29 I am going to come back to the travel and hotel expense because I am going to deal with that in a somewhat different way.
30 For 1994, I am allowing an additional $600.27 for advertising. I am allowing an additional $2,150 for bad debt. CCA was allowed. The business tax of $67 is an allowable expense. Delivery and freight, $325 is a proper expense in connection with his business. Meals again, $429.83. That would be in connection with the entertainment. That should be allowed. Legal and accounting. I cannot understand why there is a difference of $10.97 here, but it should be allowed. Supplies and books, $655, a perfectly acceptable business expense. Those amounts I think should be allowed.
31 The two large items, however, are the hotels and the apartment and travel by car or air back to his home in Sault Ste. Marie. Can it be said that these were reasonably attributable to the business that he carried on? I do not think so. I accept Mr. Wall's contention that the appellant was liable to have his contract terminated on one week's notice, and he took short-term accommodation because of the volatility of the work at Ontario Hydro.

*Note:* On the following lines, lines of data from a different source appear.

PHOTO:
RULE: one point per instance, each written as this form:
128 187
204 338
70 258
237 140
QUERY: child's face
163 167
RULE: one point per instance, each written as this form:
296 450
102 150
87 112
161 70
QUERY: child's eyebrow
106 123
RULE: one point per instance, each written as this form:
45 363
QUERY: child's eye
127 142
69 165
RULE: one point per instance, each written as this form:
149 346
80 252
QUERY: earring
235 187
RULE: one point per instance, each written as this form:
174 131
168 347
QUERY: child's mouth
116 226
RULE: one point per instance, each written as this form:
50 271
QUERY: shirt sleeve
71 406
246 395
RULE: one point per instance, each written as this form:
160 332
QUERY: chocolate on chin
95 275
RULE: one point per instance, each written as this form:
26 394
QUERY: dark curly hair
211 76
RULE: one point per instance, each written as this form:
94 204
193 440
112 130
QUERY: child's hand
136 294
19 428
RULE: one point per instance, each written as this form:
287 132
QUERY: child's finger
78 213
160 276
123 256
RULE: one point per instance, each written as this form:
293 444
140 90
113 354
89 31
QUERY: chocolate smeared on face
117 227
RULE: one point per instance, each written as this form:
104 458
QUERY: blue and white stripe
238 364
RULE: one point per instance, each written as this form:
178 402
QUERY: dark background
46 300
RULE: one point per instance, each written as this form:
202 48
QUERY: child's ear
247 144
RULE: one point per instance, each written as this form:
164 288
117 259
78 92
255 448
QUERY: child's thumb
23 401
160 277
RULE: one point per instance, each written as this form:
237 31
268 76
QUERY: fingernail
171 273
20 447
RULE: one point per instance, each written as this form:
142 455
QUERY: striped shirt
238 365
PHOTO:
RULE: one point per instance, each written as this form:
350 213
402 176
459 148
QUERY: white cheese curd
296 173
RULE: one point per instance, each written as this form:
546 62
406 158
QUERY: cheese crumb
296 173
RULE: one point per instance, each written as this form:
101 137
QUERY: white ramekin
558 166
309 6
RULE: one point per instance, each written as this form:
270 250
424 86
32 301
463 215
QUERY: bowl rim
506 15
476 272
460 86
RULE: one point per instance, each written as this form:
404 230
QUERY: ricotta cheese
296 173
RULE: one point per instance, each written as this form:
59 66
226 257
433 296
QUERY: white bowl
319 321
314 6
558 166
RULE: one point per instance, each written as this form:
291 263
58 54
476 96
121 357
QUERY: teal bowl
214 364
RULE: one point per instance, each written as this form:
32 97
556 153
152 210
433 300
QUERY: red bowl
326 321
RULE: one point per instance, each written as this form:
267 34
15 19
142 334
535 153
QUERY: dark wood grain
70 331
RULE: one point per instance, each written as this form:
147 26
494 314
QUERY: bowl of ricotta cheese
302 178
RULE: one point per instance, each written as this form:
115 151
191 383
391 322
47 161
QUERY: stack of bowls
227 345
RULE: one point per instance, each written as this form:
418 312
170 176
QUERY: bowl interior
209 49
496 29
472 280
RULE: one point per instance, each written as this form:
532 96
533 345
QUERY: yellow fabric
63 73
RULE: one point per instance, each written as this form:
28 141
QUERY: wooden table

32 I do not, however, think it can be said that he was working out of his office in the Sault and going to Ontario Hydro in Toronto. It is unreasonable, in my view, to say that the cost of living in Toronto or travelling back and forth to his home in Sault Ste. Marie were reasonably applicable to the business that he carried on in Toronto when he worked at the offices of Ontario Hydro, and I refer specifically to section 4 which I quoted earlier.
33 In the result, I am allowing the appeal, referring the matter back to the Minister of National Revenue for reconsideration and reassessment on the basis that for 1993, he be allowed a further deduction of $5,891, and for 1994, a further deduction of $4,283.07. Since this is less than 50 percent of the amount claimed, I make no order as to costs.